For the most part, this is a peculiarly bloodless retelling of a vicious, destructive and sometimes violent struggle. It is left to Tim Hayes, in his fine chapter on the politics of Coburg and his family’s role in the Split, to remind us about the nastiness of the era. He also leaves us in little doubt that parliamentarians such as Stan Corrigan, Tom Hayes and Joe O’Carroll, who crossed the floor to bring down the Cain government in Victoria, were old-style political operators, Irish-Australians certainly, but with little abiding interest in the politics of piety promoted by Santamaria’s Movement. Perhaps fifty years on, we can now place the key players of the Labor Right in Victoria – Keon, Barry, Lovegrove and others – within a suburban rather than religious context. For this remains a political Split and no great theological Schism. Tawdry battles over local fiefdoms, and interstate jealousy, drove the collapse of working-class unity. As one of the more maligned Splitters remarked of his comrades from north of the Murray, ‘the New South Wales men are ready to fight to the last Victorian’.
The Split marked the end of an era; a time before modernist office towers had transformed the Melbourne skyline, before the introduction of television and with the first hints of commercial pop culture barely audible. What relevance can any of this have for Labor or indeed broader politics now? The editors make much of the threat that Catholicism posed for ‘Enlightenment values’. Now that feminism, postmodern theorising and a reflexive anti-Westernism have just about extinguished the left’s respect for the Enlightenment, the threat no longer seems relevant.
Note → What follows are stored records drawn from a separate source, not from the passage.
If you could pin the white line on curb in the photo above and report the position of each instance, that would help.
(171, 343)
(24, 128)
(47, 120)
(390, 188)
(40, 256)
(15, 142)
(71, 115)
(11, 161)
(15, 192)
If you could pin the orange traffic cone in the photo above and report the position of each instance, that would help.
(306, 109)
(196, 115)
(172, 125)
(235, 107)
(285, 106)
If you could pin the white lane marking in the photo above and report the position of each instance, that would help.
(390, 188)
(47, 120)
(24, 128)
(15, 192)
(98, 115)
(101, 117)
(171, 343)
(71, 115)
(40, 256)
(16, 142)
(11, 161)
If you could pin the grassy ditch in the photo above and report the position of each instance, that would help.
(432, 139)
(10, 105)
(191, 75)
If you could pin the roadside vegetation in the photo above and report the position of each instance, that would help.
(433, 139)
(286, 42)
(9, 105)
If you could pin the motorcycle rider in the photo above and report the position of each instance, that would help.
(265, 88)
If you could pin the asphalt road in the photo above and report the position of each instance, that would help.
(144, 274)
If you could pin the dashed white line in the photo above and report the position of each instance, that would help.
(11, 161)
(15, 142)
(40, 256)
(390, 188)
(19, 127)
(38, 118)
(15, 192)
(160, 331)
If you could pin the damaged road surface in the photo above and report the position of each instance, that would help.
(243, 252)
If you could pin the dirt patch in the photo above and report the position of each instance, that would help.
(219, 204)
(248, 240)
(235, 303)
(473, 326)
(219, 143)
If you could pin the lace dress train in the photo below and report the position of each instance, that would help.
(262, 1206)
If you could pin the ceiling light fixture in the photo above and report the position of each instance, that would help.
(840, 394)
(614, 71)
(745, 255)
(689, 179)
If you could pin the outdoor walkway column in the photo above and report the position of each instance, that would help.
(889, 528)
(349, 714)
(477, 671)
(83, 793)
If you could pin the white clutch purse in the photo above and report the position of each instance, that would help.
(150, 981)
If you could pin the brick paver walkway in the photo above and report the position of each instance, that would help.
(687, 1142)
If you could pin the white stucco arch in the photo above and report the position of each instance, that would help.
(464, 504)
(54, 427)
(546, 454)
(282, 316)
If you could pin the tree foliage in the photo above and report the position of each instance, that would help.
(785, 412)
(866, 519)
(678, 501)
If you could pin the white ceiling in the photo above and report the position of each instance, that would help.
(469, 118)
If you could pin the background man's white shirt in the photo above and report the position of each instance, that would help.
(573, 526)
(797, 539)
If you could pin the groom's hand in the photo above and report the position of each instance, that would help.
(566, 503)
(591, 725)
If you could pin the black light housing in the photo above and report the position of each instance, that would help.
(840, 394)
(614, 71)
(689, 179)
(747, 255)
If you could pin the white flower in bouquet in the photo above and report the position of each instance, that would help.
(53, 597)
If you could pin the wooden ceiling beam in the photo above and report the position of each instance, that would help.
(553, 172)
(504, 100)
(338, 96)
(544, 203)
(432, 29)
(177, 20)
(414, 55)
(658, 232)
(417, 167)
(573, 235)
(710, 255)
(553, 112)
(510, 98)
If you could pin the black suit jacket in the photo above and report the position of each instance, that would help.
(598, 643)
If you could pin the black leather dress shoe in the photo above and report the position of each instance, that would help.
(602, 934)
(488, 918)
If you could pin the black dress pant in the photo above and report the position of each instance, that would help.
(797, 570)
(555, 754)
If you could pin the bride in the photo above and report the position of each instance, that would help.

Rather, the collection’s real strength lies in the way several contributors are able to clarify differences between postwar working-class politics and today’s ALP. Leading players in the Split assumed that they were fighting for Australia’s future. Now we can see them engaged in a futile and regressive struggle. Both left and right battled over images drawn from interwar Europe, the communism of Stalin and not Mao, the proto-fascism of Franco’s Spain. Their ideals and their local worlds are gone. The factories in which communists and Groupers fought union elections are almost all closed. Back streets in Richmond and Coburg have become the resort of a cosmopolitan left, unconcerned, if not entirely unaware, that there once existed a working-class base for the Labor Party.
As the labour movement of the postwar decade struggled to comprehend the new political order, their outdated Split developed very much as an attack by the puritanical right and equally pious left on a more relaxed centre. Not quite shorn of union affiliation, Labor is now no less ideological than in 1955, but with a contemporary ideology unequivocally that of privatisation and deregulation. The Communists and Santamaria were right about one thing: Labor can win elections with a consistent and forthright ideology. But that is a lesson we can better draw from the 1980s, rather than the 1950s.